Part 3: Project 5: Exercise 3: A limited palette study


Were you able to convey a sense of depth with your limited colour palette?

The short answer is yes!

From black through all the tonal ranges of red… and pressing harder or softer and mixing with white right up to pure white you have all the tonal ranges anybody could want.

And if a set of pencils from 4H to 6B can seem like a box of colours adding red gives you a whole new dimension!!!

Aerial perspective gives depth (as well as linear perspective) and shadows give 3D modelling.

The issue is not whether it is possible but the restrictions of my skill and of using conte on drawing paper.

Wonderful things could be achieved with these three colours but you almost need to get it right first time. The eye is very, very good at picking up a wrong perspective line and with such a beautiful chalky subtle medium having to use them like pencils was frustrating and difficult.

Over working quickly fills the bite on the paper and after an initial overdrawing/mixing more alterations just go a horrible grey colour.

The bits I like the best were the chimney pots:


A couple of quick marks (SIMPLIFICATION AGAIN!!!) and these have the look and feel of chimney pots!

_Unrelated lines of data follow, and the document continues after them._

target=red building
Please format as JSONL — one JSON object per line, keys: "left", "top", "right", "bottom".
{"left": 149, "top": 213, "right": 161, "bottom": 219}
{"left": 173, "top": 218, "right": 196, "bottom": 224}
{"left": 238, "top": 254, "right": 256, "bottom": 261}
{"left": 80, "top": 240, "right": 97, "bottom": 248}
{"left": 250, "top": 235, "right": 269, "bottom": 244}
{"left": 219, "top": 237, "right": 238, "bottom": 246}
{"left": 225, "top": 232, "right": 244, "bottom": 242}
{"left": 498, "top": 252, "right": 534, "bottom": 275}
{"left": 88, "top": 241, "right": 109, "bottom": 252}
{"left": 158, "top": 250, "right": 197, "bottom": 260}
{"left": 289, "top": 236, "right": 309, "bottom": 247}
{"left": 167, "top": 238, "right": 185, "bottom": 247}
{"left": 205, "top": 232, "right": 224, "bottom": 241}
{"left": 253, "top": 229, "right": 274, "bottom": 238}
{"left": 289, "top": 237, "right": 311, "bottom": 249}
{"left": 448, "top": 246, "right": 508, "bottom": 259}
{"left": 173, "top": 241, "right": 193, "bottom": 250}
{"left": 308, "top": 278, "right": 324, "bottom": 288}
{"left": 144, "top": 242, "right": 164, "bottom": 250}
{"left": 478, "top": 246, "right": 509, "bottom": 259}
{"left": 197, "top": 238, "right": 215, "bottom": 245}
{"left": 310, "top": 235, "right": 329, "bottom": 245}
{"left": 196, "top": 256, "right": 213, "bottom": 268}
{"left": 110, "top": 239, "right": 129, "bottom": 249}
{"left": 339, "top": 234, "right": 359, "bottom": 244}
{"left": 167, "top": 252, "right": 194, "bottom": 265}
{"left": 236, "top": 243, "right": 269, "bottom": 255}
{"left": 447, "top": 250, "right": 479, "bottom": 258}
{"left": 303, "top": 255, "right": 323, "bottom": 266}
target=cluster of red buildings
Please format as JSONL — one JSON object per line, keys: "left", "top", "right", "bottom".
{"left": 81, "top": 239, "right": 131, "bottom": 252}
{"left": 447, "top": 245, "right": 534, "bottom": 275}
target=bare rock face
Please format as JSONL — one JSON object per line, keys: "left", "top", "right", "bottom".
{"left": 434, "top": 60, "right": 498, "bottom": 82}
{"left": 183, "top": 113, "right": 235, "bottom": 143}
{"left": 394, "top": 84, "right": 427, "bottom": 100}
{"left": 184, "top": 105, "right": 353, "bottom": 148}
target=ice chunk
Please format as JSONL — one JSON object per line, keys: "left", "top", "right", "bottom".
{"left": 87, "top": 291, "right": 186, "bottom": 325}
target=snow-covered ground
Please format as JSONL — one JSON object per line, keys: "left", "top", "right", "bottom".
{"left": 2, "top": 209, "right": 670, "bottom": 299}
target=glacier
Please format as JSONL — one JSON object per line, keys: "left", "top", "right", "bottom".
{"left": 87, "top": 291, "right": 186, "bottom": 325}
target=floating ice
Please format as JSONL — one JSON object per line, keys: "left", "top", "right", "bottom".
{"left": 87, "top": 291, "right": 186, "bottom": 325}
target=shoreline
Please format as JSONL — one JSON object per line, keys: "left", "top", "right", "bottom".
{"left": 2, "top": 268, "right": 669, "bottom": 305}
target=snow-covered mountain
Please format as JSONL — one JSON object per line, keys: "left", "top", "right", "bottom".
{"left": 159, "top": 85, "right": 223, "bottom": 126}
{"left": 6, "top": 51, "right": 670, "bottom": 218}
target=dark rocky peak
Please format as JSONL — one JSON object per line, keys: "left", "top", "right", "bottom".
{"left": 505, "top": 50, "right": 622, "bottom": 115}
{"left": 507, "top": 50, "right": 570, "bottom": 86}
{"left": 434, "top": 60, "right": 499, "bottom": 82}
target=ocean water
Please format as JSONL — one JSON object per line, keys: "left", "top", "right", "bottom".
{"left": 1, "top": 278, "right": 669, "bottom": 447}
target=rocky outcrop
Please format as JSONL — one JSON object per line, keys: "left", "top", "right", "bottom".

They are fresh and clean and work.

So, I think my problem with this task was it has lots of perspective lines which I had to work to get right… constantly blowing the chalk away and making fine adjustments… most of the detail had to be reworked too so looks tight.

Also I pinned up my preliminary sketch and balanced the book on my knee. Which was good… I liked sketching my sketch! It made me work intuitively and simplify again. But the small size of paper and only having one hand – I was holding my sketchbook with the other – was frustrating.

What I really wanted was to be at an easel and free. To use my whole body to draw.

It was a very unhappy mix of working in a tight way with a loose medium.

Maybe I should have torn out some pages… put them on the easel and just done a whole set of very quick sketches not worrying if I got the perspective exactly right?


This has come up before but different media are better for different things. So for perspective line heavy drawings and detailed work small paper and conte crayons are difficult.

I would think they’re better suited to tonal rather than line work… on bigger pieces of paper… and on proper pastel paper. But, they would be brilliant for quick sketches of people or landscapes… an odd house or a castle would be fine as you don’t have lots of perspective lines all relating to each other.

And you’ve (ideally) got to get it right first time as conte crayons don’t tolerate re-drawing very well.

I think you could do a good street scene with conte crayons but you might have to go semi abstract on a bigger piece of paper and not worry about getting all your perspective lines right: windows, rooftops, paving stones, doorways etc.

But then, if you’re skilled enough, at an easel, and have a nice big bit of paper maybe you can just do it intuitively??!!!!!